Add /etc/nginx/proxy.conf
configuration file.
proxy_redirect off;
proxy_set_header Host $host;
proxy_set_header X-Real-IP $remote_addr;
proxy_set_header X-Forwarded-For $proxy_add_x_forwarded_for;
proxy_set_header X-Forwarded-Proto $scheme;
client_max_body_size 10m;
client_body_buffer_size 128k;
proxy_connect_timeout 90;
proxy_send_timeout 90;
proxy_read_timeout 90;
proxy_buffers 32 4k;
Edit /etc/nginx/nginx.conf
configuration file. The example contains both http and server sections in one configuration file.
http {
include /etc/nginx/proxy.conf;
limit_req_zone $binary_remote_addr zone=one:10m rate=5r/s;
server_tokens off;
sendfile on;
keepalive_timeout 29; # Adjust to the lowest possible value that makes sense for your use case.

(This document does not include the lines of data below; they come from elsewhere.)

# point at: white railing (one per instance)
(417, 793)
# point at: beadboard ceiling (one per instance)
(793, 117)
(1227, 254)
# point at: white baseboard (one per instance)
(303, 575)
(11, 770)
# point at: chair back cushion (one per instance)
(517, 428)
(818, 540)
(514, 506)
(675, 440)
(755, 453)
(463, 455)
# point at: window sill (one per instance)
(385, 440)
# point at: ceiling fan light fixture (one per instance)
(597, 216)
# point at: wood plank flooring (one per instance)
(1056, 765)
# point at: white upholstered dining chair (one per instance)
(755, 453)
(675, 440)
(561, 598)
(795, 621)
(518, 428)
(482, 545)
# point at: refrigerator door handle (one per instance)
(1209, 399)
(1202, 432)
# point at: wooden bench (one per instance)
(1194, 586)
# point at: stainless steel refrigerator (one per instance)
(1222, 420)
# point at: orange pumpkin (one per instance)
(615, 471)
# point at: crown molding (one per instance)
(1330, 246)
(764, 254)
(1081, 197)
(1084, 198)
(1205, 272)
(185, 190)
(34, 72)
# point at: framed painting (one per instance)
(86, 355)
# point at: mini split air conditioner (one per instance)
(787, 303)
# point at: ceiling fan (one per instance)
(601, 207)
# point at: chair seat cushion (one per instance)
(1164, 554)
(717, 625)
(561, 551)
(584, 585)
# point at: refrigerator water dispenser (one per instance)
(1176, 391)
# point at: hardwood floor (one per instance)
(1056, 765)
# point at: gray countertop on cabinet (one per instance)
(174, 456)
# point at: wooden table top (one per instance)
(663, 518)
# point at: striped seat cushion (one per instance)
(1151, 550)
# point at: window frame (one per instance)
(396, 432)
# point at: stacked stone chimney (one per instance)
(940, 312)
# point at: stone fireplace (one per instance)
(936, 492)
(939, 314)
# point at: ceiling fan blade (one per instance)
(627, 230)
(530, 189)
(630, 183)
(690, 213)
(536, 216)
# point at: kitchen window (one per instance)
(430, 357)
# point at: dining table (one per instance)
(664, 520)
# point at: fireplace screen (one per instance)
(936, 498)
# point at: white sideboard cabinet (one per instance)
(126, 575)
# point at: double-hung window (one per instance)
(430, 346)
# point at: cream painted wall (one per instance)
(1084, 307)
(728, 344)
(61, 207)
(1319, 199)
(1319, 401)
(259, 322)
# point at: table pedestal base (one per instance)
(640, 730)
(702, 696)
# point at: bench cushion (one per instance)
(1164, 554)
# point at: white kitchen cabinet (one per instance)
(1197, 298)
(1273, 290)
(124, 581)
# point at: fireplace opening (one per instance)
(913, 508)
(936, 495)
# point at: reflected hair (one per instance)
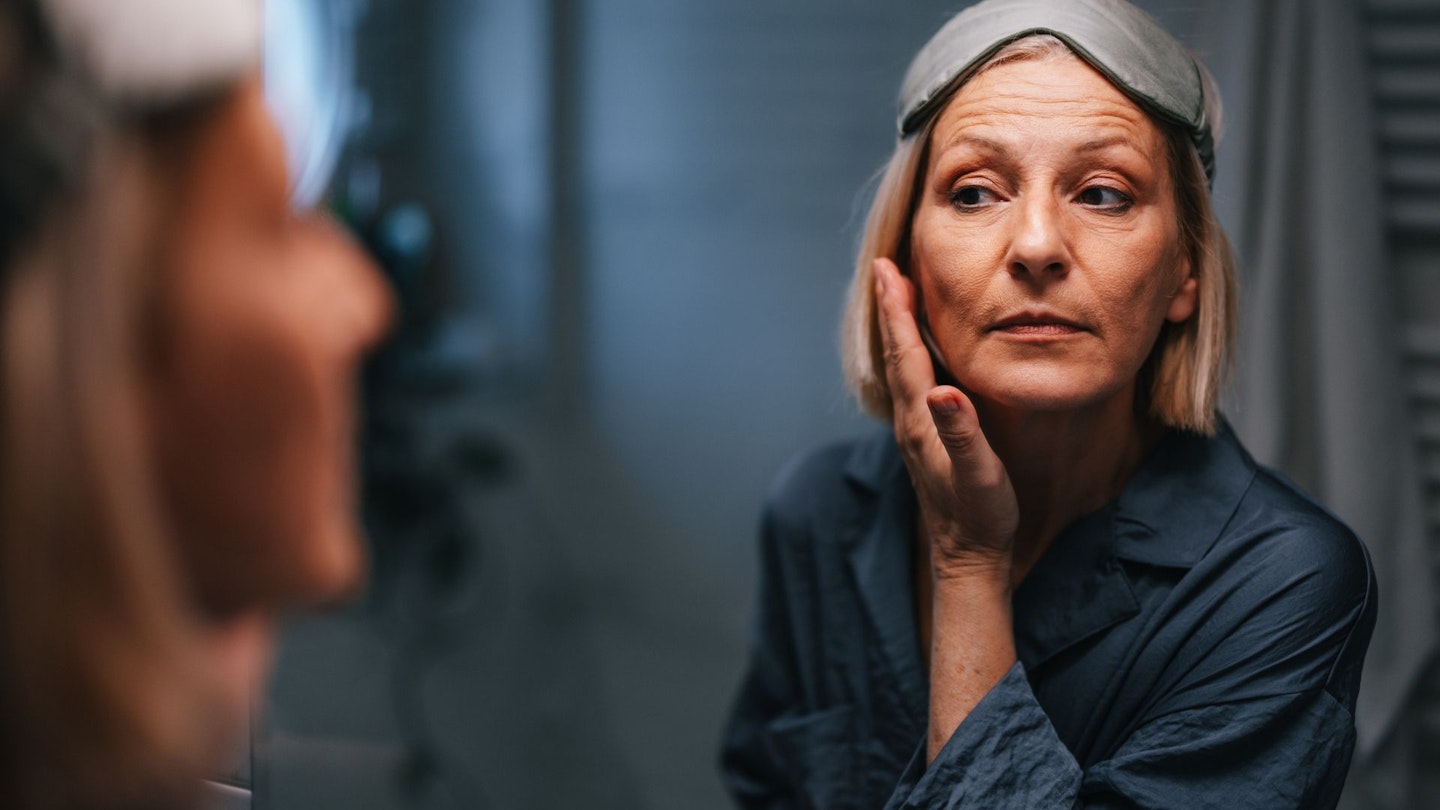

client_body_timeout 10; client_header_timeout 10; send_timeout 10;
upstream hellomvc{
server localhost:5000;
}
server {
listen *:80;
add_header Strict-Transport-Security max-age=15768000;
return 301 https://$host$request_uri;
}
server {
listen *:443 ssl;
server_name example.com;
ssl_certificate /etc/ssl/certs/testCert.crt;
ssl_certificate_key /etc/ssl/certs/testCert.key;
ssl_protocols TLSv1.1 TLSv1.2;
ssl_prefer_server_ciphers on;
ssl_ciphers "EECDH+AESGCM:EDH+AESGCM:AES256+EECDH:AES256+EDH";
ssl_ecdh_curve secp384r1;
ssl_session_cache shared:SSL:10m;
ssl_session_tickets off;
ssl_stapling on; #ensure your cert is capable
ssl_stapling_verify on; #ensure your cert is capable
add_header Strict-Transport-Security "max-age=63072000; includeSubdomains; preload";
add_header X-Frame-Options DENY;
add_header X-Content-Type-Options nosniff;
#Redirects all traffic
location / {
proxy_pass http://hellomvc;
limit_req zone=one burst=10;
}
}
}
Secure Nginx from clickjacking
Clickjacking is a malicious technique to collect an infected user's clicks. Clickjacking tricks the victim (visitor) into clicking on an infected site. Use X-FRAME-OPTIONS to secure your site.
Edit the nginx.conf file.
sudo nano /etc/nginx/nginx.conf
and save the file, then restart Nginx.
MIME-type sniffing
This header prevents Internet Explorer from MIME-sniffing a response away from the declared content-type as the header instructs the browser not to override the response content type. With the nosniff option, if the server says the content is text/html, the browser will render it as text/html.
Edit the nginx.conf file.
sudo nano /etc/nginx/nginx.conf
and save the file, then restart Nginx.